Wissen Sie eigentlich, in wievielen Filmen Sie bis dato mitgespielt
haben?
"Laut Internet sind es so um die hundert. Genau weiß ich das nicht.
Als Schauspieler zählt man nur die ersten zwanzig Filme. Wenn man es
geschafft hat, danach noch immer im Filmgeschäft zu sein, dann zählt
man nicht mehr weiter. So viel ist das ja auch nicht. Fassbinder ist
mit 36 Jahren gestorben und hat 42 Filme gemacht. Ich bin 55 - in
meinem Alter hätte Fassbinder mich mit Sicherheit übertroffen."

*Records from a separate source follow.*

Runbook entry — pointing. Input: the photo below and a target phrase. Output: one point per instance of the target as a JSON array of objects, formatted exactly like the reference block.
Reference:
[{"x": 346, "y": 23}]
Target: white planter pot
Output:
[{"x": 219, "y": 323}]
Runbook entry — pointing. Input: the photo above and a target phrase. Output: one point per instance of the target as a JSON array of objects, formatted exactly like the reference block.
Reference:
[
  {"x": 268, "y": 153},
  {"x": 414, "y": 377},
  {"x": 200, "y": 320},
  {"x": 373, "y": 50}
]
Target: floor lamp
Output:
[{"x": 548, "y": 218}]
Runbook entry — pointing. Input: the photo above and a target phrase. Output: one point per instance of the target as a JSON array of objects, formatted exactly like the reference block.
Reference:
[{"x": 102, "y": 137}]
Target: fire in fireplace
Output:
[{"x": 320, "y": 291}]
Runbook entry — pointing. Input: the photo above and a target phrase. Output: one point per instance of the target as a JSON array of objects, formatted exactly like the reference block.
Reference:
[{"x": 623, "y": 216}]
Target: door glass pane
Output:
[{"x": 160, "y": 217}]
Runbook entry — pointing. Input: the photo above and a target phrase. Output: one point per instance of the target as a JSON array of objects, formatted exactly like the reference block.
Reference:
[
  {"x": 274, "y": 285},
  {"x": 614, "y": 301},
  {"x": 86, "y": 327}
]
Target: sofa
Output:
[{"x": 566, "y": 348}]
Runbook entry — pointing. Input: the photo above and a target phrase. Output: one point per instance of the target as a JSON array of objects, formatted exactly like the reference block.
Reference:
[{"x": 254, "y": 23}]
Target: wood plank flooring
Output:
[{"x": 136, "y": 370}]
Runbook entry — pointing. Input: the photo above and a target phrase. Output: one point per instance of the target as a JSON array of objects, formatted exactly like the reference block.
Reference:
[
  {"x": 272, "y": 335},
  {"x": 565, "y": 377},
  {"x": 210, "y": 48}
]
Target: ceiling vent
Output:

Gibt es so etwas wie Deja-vus, dass man nicht mehr weiß, in welchem
Film man gerade ist?
"Das passiert mir eher in den Luxushotels, die auf der ganzen Welt so
ähnlich sind. Schwierig wird es beim Drehen nur, wenn man zwei Filme
gleichzeitig macht. Im Sommer drehte ich in Luxenburg, "Shadow of the
Vampire" mit John Malkovich und Willem Dafoe. Gleichzeitig habe ich
noch "Pinocchio" mit Martin Landau gemacht - so etwas ist dann schon
anstrengend."
Mit welchem Gefühl sehen Sie sich selbst auf der Leinwand?

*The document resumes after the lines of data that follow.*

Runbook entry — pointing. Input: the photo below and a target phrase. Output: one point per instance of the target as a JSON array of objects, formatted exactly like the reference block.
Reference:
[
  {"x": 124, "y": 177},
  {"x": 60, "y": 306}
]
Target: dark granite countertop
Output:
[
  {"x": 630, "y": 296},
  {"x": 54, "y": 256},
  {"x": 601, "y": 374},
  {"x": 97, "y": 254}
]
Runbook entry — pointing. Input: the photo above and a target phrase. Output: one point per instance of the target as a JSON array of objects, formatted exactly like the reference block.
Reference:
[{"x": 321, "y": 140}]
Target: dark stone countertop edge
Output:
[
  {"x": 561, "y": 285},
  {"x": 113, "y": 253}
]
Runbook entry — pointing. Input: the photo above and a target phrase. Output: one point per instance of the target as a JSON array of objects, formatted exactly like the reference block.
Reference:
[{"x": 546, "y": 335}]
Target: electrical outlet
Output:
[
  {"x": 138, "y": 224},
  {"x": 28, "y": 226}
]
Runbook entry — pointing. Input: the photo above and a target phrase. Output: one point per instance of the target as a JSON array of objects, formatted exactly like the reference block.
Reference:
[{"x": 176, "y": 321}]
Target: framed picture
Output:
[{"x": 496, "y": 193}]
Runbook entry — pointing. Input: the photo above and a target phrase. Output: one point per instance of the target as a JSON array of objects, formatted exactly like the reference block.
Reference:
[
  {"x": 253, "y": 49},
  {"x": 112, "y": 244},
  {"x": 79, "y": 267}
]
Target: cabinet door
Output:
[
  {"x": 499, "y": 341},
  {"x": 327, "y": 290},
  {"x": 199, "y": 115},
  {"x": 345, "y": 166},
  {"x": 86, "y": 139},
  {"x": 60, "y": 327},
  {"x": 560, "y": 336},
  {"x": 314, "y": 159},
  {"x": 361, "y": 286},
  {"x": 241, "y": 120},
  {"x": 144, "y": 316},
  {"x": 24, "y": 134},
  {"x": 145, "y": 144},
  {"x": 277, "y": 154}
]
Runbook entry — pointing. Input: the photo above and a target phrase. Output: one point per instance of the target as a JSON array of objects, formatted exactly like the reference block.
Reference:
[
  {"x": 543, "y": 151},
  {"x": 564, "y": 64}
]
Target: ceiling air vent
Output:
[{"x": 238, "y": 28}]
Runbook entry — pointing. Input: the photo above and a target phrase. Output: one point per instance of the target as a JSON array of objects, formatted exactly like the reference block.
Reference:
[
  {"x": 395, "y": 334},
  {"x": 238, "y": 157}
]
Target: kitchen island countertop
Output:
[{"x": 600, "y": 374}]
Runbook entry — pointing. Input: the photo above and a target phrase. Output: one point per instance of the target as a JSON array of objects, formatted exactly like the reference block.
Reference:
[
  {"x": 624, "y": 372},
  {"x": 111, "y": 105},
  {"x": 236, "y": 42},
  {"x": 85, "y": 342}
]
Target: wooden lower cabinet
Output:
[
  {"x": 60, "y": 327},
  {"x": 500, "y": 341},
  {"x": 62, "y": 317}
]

"Das tut eher weh, als dass es eitel stimmt. Schließlich sieht man gar
nicht mehr so aus, sondern ist ein, zwei Jahre älter geworden. Am
Anfang deiner Karriere bist du natürlich stolz, sammelst alle
Zeitungsartikel und zeigst die auch jenen, die sie gar nicht sehen
wollen. Aber im Laufe der Zeit wird man immer kritischer. Weil man
auch immer mehr von sich fordert."
Kein anderer Schauspieler ist so viel Filmtode gestorben - gibt es
noch neue Möglichkeiten?
"Die Regisseure überlegen inzwischen immer angestrengter, auf welche
neue Art sie mich umbringen können. Peter Hyams sagte zu Beginn von
"End of Days", dass sie für meinen Tod noch keine passende Idee
hätten. Zunächst gab es die Überlegung, dass mein Kopf zwischen zwei
Maschinenwalzen zusammengedrückt wird. Das wäre auch mal für mich mal
was ganz Neues gewesen. Aber dann kamen sie mit einem ganz einfachen
Trick an,: nun schlägt Gabriel Byrne als Teufel seine Faust durch mein
Gesicht - und hinten kommt die Hand wieder heraus. Ganz einfach doch
sehr effektvoll. Irgendwann müsste man einmal einen Zusammenschnitt
all meiner Filmtode machen."
Sind Sie noch nervös vor dem Drehen?
"Nervös ist man immer. Vor allem kommt es darauf an, in welchem Film
man spielt und wer die anderen sind. Aber Lampenfieber habe ich nicht
mehr. Mit Arnold Schwarzenegger spielt man natürlich an der Spitze des
kommerziellen Film, "End of Days" ist nach "Titanic" der teuerste Film
aller Zeiten. Überraschenderweise herrschte bei den Dreharbeiten eine
sehr private Atmosphäre. Bei "Blade" war das ganz anders: da hatte der
Assistent vom Assistent nochmals einen Assistent. Das geht bis ins
Unendliche. In einer kleineren Produktion ist eben der Stress auch
viel kleiner. Aber ich mache beide Arten von Filmen gleichermaßen
gerne."
Wie war es mit Arnold nach Drehschluß?
"Im Film selbst habe ich mit Arnold keine gemeinsame Szene. Ich wollte
auch nicht an seinen Wohnwagen anklopfen und sagen:"Guten Tag ich bin
Udo Kier, ich weiß nicht ob sie mich kennen." Erst beim Nachdreh haben
wir uns kennen gelernt. Arnold ist Co-Produzent und hatte die Szenen
von mir bereits gesehen. Er fand meine Sachen offensichtlich sehr gut,
darauf hin sprach er mich an und dann haben wir ganz normal
miteinander geredet."
Warum spielen Sie in Filmen wir "Armageddon" oder "End of Days" - nur
wegen der Gage?
"Nur wegen des Geldes allein mache ich nie einen Film. Aber mit
solchen Erfolgsfilmen wird man auf einen Schlag sehr populär und damit
stehen einem sehr viel mehr Türen offen. Aus diesem Grund trete ich
auch gern in Werbespots auf. Michael Bay hatte den Spot zu Mercedes
gemacht. Da haben wir uns kennengelernt und so bekam ich danach die
Rolle bei seinem "Armageddon". Eigentlich war das gar nicht
vorgesehen. Dann rief Michael an und sagte: " Ich geb Dir eine Stunde,
du bekommst alle Darsteller und deine Aufgabe heißt: mach die Jungs
nervös, ganz egal wie.
Sind Sie auf "My Private Idaho" nicht mehr stolz als auf "Blade"?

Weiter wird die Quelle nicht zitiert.